5. The Full 2025 Seizure Classification Structure (21 Types)
Focal Seizures
- 1.1 Focal Preserved Consciousness Seizure (FPC)
- 1.2 Focal Impaired Consciousness Seizure (FIC)
- 1.3 Focal-to-Bilateral Tonic-Clonic Seizure (FBTC)
Unknown Whether Focal or Generalized
- 2.1 Unknown - Preserved Consciousness (PC)
- 2.2 Unknown - Impaired Consciousness (IC)
- 2.3 Unknown - Bilateral Tonic-Clonic (BTC)
Generalized Seizures
Absence Seizures:
- 3.1.1 Typical Absence (TA)
- 3.1.2 Atypical Absence (AA)
- 3.1.3 Myoclonic Absence (MA)
- 3.1.4 Eyelid Myoclonia with/without Absence (EMA)
Generalized Tonic-Clonic:
- 3.2 Generalized Tonic-Clonic (GTC)
- 3.2.1 Myoclonic Tonic-Clonic
- 3.2.2 Absence-to-Tonic-Clonic
Other Generalized Seizures:
- 3.3.1 Generalized Myoclonic (GM)
- 3.3.2 Generalized Clonic (GC)
- 3.3.3 Generalized Negative Myoclonic (GNM) ← NEW
- 3.3.4 Generalized Epileptic Spasms (GES)
- 3.3.5 Generalized Tonic (GT)
- 3.3.6 Generalized Atonic (GA)
- 3.3.7 Generalized Myoclonic-Atonic (GMA)
Unclassified
- Temporary class; reclassified when more information becomes available
6. Emphasis on Translatability and Global Use
Special effort went into ensuring the classification can be used worldwide:
- The classification has been translated into 14 languages: Arabic, Chinese, Danish, French, German, Hungarian, Italian, Japanese, Korean, Portuguese, Romanian, Russian, Spanish, and Ukrainian
- The term "consciousness" (vs. "awareness") was chosen partly because it translates better across all these languages
- The classification is designed for both resource-limited settings and highly specialized epilepsy centers
7. Process and Methodology
- Working group: 37 experts from all ILAE regions (North America, Latin America, Europe, Eastern Mediterranean, Asia-Oceania, Africa); 23 adult epileptologists + 13 pediatric epileptologists + 1 neurosurgeon
- Systematic review: 41 articles reviewed (22 research + 19 reviews/opinions)

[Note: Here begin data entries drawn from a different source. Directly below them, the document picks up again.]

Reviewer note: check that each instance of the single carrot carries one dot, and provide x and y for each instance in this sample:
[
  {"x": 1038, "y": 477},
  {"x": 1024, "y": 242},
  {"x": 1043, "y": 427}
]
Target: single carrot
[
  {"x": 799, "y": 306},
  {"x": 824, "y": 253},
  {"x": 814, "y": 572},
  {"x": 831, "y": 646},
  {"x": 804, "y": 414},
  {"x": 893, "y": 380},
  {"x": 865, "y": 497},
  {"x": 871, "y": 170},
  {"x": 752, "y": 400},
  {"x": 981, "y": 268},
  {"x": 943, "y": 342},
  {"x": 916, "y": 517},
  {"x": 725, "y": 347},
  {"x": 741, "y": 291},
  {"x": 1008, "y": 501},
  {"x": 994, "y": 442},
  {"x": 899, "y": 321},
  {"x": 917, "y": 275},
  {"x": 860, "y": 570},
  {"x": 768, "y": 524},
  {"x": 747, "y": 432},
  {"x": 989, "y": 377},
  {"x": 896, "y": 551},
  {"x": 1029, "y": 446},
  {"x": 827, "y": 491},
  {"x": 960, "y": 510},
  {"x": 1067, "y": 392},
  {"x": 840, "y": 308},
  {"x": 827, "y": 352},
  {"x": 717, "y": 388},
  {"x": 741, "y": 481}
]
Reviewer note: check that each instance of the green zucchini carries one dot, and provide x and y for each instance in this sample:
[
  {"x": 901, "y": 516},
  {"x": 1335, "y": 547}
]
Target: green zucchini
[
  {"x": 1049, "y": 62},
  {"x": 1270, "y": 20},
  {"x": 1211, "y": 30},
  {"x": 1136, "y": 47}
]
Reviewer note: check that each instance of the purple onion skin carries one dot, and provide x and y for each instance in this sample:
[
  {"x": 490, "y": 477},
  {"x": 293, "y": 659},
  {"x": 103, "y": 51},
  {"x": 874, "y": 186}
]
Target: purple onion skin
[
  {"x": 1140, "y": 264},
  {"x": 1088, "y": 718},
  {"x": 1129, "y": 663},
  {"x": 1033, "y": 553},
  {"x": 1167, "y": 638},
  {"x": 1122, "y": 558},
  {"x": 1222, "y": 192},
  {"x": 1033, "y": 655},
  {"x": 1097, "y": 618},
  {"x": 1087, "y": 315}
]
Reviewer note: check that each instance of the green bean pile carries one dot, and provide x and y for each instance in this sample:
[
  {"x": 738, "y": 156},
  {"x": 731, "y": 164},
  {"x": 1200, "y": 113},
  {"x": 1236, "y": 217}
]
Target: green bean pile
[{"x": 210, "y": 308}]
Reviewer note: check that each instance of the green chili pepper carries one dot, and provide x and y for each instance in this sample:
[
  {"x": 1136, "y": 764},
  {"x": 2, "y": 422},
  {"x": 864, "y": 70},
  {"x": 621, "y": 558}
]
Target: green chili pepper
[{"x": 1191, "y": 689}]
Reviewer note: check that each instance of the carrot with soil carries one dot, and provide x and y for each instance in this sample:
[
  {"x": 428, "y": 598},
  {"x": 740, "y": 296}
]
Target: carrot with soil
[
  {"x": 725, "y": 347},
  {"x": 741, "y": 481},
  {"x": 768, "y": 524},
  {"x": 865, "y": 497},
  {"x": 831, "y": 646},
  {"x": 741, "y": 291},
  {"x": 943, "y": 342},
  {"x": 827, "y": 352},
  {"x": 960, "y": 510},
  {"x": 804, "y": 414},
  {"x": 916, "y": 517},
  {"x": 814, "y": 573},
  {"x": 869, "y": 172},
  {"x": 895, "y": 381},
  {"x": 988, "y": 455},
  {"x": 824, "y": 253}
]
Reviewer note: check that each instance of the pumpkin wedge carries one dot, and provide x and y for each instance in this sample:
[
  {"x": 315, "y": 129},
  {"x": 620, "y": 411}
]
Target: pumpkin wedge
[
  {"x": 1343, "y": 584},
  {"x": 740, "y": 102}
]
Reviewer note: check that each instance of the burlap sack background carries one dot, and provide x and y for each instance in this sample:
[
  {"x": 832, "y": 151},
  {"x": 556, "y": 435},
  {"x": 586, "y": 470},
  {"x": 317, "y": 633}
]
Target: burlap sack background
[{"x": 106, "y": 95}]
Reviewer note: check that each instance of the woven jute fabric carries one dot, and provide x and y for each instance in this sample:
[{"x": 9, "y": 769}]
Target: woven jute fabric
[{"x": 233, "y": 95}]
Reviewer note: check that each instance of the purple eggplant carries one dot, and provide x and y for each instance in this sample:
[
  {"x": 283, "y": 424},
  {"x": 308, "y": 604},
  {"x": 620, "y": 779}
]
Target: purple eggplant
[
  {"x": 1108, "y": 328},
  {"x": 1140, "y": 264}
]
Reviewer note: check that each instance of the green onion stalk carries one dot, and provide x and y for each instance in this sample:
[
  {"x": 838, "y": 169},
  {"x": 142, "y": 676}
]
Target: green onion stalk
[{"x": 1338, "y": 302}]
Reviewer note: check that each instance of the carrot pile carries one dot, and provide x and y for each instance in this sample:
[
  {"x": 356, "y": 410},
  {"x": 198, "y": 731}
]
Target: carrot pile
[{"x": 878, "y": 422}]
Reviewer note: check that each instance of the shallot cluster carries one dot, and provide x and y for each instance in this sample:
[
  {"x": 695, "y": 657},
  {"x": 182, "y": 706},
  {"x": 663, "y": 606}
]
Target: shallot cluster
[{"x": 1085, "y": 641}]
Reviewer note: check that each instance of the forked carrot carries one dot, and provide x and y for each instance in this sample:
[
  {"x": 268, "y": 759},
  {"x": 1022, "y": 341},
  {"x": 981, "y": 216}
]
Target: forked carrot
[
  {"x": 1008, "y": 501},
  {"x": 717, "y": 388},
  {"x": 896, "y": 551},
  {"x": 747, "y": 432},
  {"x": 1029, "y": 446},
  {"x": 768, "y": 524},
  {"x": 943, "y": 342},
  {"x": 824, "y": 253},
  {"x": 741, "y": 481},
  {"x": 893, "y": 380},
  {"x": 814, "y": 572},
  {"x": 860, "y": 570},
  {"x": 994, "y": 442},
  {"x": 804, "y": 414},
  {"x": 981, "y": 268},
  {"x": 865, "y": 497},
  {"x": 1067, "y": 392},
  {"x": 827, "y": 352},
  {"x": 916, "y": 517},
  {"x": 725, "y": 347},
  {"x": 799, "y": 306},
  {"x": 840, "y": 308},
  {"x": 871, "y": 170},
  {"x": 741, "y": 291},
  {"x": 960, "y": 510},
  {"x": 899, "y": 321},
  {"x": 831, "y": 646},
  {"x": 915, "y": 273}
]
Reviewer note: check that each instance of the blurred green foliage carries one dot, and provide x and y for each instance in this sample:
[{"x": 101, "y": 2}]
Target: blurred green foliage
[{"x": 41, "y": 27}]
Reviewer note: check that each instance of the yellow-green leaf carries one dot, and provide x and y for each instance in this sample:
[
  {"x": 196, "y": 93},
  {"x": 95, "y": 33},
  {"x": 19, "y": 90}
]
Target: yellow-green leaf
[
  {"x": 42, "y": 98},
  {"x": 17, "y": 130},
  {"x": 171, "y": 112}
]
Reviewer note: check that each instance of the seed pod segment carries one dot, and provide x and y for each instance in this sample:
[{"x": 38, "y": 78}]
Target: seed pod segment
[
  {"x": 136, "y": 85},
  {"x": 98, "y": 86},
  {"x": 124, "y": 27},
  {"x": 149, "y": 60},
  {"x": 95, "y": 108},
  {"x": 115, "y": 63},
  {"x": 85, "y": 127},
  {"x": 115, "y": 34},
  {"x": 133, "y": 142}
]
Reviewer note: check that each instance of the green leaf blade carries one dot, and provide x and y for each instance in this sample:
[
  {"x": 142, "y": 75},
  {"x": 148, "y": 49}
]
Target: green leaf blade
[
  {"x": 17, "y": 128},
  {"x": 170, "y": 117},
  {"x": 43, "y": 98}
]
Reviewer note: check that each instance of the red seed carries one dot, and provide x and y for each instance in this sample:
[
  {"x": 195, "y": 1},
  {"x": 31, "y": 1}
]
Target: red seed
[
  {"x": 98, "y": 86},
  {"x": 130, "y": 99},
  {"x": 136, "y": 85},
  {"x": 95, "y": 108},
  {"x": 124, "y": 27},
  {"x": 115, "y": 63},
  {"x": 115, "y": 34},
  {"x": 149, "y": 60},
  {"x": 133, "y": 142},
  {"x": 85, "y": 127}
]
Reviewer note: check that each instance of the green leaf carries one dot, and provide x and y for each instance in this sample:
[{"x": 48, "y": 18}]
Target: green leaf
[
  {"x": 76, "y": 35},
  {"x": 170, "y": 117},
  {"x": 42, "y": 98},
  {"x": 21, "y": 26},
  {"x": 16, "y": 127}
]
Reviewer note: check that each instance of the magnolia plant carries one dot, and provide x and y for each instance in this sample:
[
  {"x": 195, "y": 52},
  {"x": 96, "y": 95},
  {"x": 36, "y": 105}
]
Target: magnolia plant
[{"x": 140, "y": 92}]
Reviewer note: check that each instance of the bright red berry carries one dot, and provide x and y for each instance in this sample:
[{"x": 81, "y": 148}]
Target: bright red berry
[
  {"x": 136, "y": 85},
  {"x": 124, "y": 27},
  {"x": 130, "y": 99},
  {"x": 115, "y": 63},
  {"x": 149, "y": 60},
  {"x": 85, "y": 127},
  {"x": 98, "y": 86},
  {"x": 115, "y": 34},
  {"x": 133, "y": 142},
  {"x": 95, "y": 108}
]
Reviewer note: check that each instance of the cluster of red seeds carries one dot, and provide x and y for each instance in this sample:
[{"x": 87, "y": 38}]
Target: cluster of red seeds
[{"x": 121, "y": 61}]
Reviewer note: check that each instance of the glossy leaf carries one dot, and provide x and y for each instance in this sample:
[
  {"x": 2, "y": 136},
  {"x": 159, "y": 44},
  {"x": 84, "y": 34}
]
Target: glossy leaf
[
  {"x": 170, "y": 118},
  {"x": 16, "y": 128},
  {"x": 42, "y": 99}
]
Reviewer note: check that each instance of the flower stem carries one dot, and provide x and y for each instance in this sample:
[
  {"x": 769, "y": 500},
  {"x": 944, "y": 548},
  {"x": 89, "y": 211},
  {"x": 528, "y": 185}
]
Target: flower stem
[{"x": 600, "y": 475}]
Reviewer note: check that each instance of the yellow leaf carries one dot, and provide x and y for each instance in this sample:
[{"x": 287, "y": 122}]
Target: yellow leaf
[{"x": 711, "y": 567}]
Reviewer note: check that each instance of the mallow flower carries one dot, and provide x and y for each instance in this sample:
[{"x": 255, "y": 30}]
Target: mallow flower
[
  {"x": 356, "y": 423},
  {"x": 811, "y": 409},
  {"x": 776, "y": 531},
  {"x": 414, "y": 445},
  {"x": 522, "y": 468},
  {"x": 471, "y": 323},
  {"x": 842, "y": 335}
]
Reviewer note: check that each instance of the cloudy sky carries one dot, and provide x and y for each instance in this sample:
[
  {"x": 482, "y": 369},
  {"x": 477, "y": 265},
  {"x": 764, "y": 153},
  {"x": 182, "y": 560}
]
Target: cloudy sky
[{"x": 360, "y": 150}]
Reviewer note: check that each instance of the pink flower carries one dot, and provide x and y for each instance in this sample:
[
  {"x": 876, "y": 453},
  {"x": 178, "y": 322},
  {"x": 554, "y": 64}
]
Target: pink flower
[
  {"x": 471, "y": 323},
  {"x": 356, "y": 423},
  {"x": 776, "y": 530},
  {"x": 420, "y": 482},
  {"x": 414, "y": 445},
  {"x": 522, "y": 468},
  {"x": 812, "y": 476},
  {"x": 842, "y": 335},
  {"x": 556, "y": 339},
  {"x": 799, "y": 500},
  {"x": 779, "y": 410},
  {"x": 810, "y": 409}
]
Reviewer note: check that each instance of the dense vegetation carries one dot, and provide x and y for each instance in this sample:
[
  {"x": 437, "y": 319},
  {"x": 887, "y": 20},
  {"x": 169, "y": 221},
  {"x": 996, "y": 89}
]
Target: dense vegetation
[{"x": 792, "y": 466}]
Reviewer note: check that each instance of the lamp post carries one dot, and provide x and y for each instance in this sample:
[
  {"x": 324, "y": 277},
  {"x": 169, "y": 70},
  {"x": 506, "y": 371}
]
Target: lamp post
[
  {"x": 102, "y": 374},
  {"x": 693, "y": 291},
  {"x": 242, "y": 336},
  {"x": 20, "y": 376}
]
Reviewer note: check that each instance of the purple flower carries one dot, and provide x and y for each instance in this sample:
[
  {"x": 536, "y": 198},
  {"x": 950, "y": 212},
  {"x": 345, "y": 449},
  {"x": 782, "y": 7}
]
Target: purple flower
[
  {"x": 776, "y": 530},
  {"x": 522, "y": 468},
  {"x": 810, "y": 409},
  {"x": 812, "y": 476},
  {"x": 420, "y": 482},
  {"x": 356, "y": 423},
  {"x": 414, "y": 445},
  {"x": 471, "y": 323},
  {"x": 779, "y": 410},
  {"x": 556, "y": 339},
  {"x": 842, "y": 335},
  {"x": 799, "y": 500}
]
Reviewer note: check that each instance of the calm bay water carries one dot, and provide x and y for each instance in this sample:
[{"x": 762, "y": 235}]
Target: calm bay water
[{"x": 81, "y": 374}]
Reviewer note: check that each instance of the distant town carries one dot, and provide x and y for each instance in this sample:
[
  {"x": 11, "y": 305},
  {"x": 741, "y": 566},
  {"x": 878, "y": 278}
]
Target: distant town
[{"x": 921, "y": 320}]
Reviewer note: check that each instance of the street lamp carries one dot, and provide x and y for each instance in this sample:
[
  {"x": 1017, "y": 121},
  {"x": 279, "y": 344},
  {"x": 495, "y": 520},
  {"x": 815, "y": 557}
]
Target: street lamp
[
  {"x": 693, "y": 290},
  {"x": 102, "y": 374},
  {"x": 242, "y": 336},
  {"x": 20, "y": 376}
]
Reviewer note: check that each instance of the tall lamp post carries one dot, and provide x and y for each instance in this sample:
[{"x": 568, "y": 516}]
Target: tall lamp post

- Delphi process: 7 rounds of iterative voting; >2/3 majority required for any change; unanimous final approval
- Public comment period: August-October 2024; 44 comments received; a revision task force then further refined the document
- Final approval: ILAE Executive Committee
8. Summary of All Changes at a Glance
| # | Change | From (2017) | To (2025) |
|---|
| 1 | Class names | "Focal-onset", "Generalized-onset", "Unknown-onset" | "Focal", "Generalized", "Unknown whether focal or generalized" |
| 2 | Taxonomic rules | Not formally defined | Classifiers vs. Descriptors explicitly distinguished |
| 3 | Consciousness classifier | Awareness (aware/impaired awareness) | Consciousness (preserved/impaired), defined by awareness + responsiveness |
| 4 | Basic descriptor dichotomy | Motor vs. Nonmotor | Observable vs. Without observable manifestations |
| 5 | Seizure description | First semiological sign | Chronological sequence of full seizure semiology |
| 6 | New seizure type | Not included | Epileptic negative myoclonus added |
| Bonus | Absence categorization | Under "nonmotor" | "Nonmotor" label removed from absence seizures |
| Bonus | Total seizure types | 63 | Simplified to 21 |
The overarching goal of these changes is to make seizure classification more clinically accurate, globally applicable, translatable, and consistent with broader neurological terminology - while preserving the core 2017 framework so that seizures already classified can be easily converted to the 2025 system (e.g., "impaired awareness" simply maps to "impaired consciousness").